Bob Archer

Personal information
- Date of birth: 7 March 1899
- Place of birth: Swindon, England
- Date of death: 1982 (aged 82–83)
- Place of death: Swindon, England
- Position(s): Left half back

Senior career*
- Years: Team / Apps / (Gls)
- Bristol Rovers
- 1920–1931: Swindon Town / 189 / (4)

= Bob Archer =

English footballer

Bob Archer (7 March 1899 – 1982) was a football left half back.

Born in Swindon, Archer was the first schoolboy of the town to be awarded an England cap when he played for the team against Wales at Watford in 1913.

In 1916, he lied about his age to be admitted into the Army for the First World War and was later invalided back into civilian life after being gassed.

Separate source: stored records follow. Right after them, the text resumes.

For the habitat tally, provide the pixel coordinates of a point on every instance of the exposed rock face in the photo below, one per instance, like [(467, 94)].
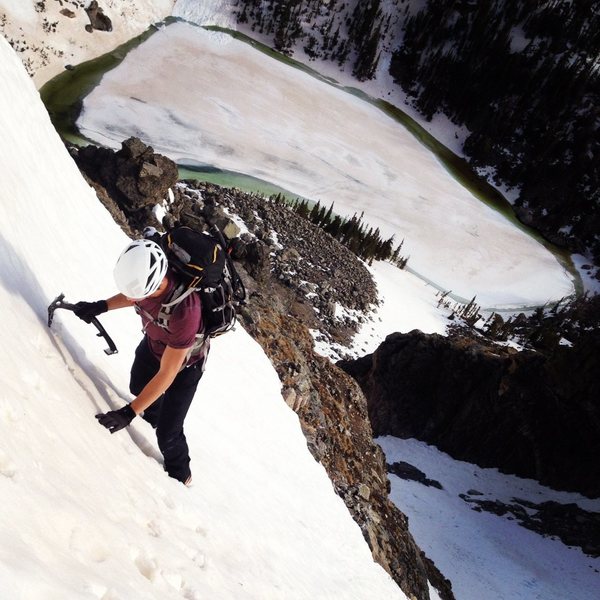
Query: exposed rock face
[(522, 412), (98, 20), (135, 177)]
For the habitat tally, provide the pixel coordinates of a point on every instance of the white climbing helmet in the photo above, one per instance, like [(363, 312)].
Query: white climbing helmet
[(140, 269)]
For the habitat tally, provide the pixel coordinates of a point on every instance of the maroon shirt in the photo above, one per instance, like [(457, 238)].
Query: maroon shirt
[(184, 323)]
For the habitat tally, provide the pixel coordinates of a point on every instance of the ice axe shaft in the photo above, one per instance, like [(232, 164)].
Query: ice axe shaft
[(59, 302)]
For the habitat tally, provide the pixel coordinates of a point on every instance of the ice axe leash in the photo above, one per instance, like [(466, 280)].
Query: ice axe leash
[(59, 302)]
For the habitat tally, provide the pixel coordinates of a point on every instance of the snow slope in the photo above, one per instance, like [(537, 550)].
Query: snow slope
[(488, 557), (238, 109), (90, 515), (48, 40)]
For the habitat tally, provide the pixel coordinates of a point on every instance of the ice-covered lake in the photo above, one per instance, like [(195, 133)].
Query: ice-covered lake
[(202, 97)]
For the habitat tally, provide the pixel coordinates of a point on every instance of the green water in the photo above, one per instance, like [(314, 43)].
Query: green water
[(63, 97), (231, 179)]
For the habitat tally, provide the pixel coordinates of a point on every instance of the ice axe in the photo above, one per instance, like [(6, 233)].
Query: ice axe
[(59, 302)]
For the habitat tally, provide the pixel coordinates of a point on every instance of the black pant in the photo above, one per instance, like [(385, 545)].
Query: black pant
[(168, 412)]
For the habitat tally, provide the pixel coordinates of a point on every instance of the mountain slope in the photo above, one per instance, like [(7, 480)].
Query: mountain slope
[(90, 515)]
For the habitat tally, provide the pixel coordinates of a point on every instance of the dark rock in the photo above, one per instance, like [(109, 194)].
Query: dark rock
[(135, 177), (568, 522), (330, 405), (525, 413)]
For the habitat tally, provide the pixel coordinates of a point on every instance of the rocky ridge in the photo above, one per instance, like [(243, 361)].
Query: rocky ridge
[(284, 261), (528, 413)]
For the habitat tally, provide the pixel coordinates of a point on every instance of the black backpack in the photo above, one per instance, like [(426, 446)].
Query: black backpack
[(202, 263)]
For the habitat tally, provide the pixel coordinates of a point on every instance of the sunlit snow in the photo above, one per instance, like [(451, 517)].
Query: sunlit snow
[(90, 515), (229, 105)]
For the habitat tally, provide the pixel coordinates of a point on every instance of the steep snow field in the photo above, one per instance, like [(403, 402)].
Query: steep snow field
[(90, 515), (488, 557), (235, 108)]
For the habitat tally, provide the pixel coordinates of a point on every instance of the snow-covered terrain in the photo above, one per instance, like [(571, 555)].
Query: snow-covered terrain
[(236, 108), (51, 34), (90, 515)]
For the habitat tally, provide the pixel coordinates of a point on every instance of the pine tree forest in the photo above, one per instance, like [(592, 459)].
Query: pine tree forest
[(522, 77)]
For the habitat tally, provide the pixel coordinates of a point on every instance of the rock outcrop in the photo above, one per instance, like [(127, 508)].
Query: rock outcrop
[(98, 20), (523, 412)]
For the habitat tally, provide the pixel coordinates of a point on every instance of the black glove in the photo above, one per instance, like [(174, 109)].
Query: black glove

His professional football career began at Bristol Rovers before he transferred to his home club of Swindon Town in 1920. Archer made his début for the club in March 1921 against Northampton.

It was not until the 1925–26 season that Archer became a first team regular, having been forced to play in various positions in the preceding seasons before deciding to play solely as a left half back. He was ever present in the 1928-29 FA Cup run when Swindon were beaten in the fifth round by Arsenal. He was also a member of the squad that beat Manchester United the following year.

His last appearance for the club was in a 4–0 defeat against Luton Town on 28 February 1931. After retiring, he ran a fish and chip shop and remained in Swindon until his death in 1982.